The physical toll is bad enough: broken bones, crushed helmets, shattered carbon, stitches and road rash… crashing is never fun. Medical bills are expensive, but sometimes not as bad as the bike. My brand new carbon race wheels, Nooooo! The first few showers can be as painful as the crash itself. Scrubbing dirt and road grime out of your skin is just part of being a bike racer. And sleeping is the worst part, ironically. Your pus sticks to the sheet, peeling away the skin when you try to roll over in the middle of the night. And make sure you don’t roll over onto the wrong side, the one with the bruised ribs, or you’ll be wide awake, writhing in pain at 2:30 in the morning.
Crashing sucks. But along with the physical pain, I’ve found that it is the mental toll that affects me more deeply. Coming off a high of fitness and form, I come crashing back down to Earth in a deep depression, a shell of the rider I just was.

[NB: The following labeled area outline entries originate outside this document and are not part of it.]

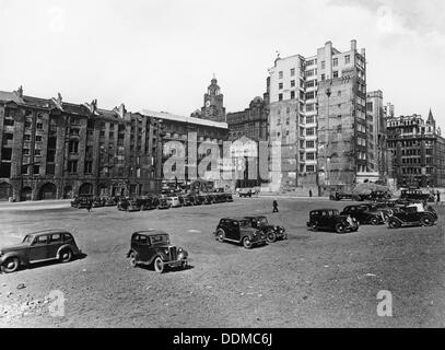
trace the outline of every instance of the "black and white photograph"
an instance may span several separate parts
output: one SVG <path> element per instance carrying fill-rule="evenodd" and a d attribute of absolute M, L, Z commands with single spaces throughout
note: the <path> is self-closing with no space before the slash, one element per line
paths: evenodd
<path fill-rule="evenodd" d="M 0 0 L 0 328 L 445 326 L 444 1 Z"/>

Riding my bike is what I love to do; but all of a sudden, it is taken away from me. I am at a loss, physical, mentally, and emotionally – If I can’t ride my bike, what the hell am I supposed to do? Depending on the injuries: Not much. Sometimes I can’t walk, stretch, or breathe without pain. So there’s nothing I can do but sit on the couch and mope.
Or is there?
***
After a crash, I don’t stop moving. If not physically, then mentally. I do everything I can to keep my mind occupied, my blood pumping and my body healing, my heart full and my motivation high.
I read books. I write (this, for example). I do puzzles, watch TV or Netflix. And get ahead on work (oh, I that should probably be the first thing I do. Whoops).

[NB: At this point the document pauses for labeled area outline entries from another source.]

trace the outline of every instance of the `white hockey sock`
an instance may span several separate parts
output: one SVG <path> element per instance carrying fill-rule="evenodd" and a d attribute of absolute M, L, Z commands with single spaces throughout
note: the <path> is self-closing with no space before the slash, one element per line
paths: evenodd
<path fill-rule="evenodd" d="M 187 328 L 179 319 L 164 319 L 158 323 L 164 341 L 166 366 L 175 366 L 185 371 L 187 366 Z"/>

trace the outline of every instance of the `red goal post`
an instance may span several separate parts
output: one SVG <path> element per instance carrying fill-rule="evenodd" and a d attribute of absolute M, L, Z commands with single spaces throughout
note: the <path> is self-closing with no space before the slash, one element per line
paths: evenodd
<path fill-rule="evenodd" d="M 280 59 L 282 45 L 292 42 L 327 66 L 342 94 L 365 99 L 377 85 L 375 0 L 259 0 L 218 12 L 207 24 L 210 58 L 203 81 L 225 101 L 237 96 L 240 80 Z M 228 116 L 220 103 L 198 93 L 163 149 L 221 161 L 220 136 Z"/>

If I can move a little bit, I will. I’ll go for a walk if I cannot ride. I’ll stretch as much as I can, even if I can’t bend my leg. I’ll do yoga, as much as I can pain-free.
***
My advice to you: keep doing what you love, as much as you can in your current state. Accept everything that is, and do everything in your power to get better, to heal faster, and to come back even stronger.
Sometimes though, it is hard – obviously – but these are the experiences that make us stronger. It is not in success and greatness that we improve, but in the failures and challenges that we face.
I wouldn’t wish crashing on my worst enemy, but being through everything that I have, I am grateful. Crashing has made me stronger – it has taught me what real suffering is, what real challenges are, and what real emotional difficulty is. When you can’t put your pants on in the morning without assistance, you know what real struggle is.
I am who I am today because of crashing. Now, I am stronger because I have lived through crashes and injuries. And I am smarter because I have learned from my failures and mistakes. That’s what life is all about – every experience is an opportunity, an opportunity to get better, to challenge yourself, and to improve.
But in the end, crashing still sucks.